1
votes

I am training and saving a XGBoost model as shown below:

XGBoost Version 0.82

Spark Version 2.4.2

Get Model (invokes train function)

def getModel(trainingData: DataFrame): PipelineModel = {
    val pipelineModel = train(trainingData)

    if (modelPathToSave != "") {
      pipelineModel.write.overwrite().save(modelPathToSave)
      println(f"Saved model to $modelPathToSave")
    }
    pipelineModel
    }

Train Model

def train(trainingData: DataFrame): PipelineModel = {
    val nh = new NullHandler()
      .setCols(hackyEncode(featureList))
      .setMethod("fill")

    val va = new VectorAssembler()
      .setInputCols(hackyDecode(nh.getCols).toArray)
      .setOutputCol(featuresCol)

    val xgb = new XGBoostClassifier()
      .setLabelCol("label")
      .setFeaturesCol("features")
      .setEta(0.3)
      .setMaxDepth(8)
      .setObjective("binary:logistic")
      .setEvalMetric("auc")  
      .setScalePosWeight(9)

    val pipeline = new Pipeline()
        .setStages(Array[PipelineStage](nh, va, xgb))

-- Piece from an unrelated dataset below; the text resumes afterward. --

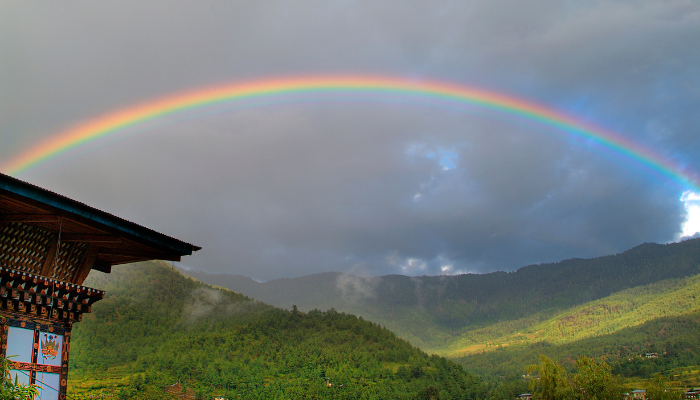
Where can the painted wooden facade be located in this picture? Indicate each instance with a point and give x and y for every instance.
(48, 246)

    pipeline.fit(trainingData)
}

However i got this error:

Exception in thread "main" java.lang.NoSuchMethodError: shaded.json4s.jackson.JsonMethods$.parse(Lshaded/json4s/JsonInput;Z)Lshaded/json4s/JsonAST$JValue;
    at ml.dmlc.xgboost4j.scala.spark.params.DefaultXGBoostParamsWriter$$anonfun$1$$anonfun$3.apply(DefaultXGBoostParamsWriter.scala:73)
    at ml.dmlc.xgboost4j.scala.spark.params.DefaultXGBoostParamsWriter$$anonfun$1$$anonfun$3.apply(DefaultXGBoostParamsWriter.scala:71)

Despite having json4s in my build.sbt file.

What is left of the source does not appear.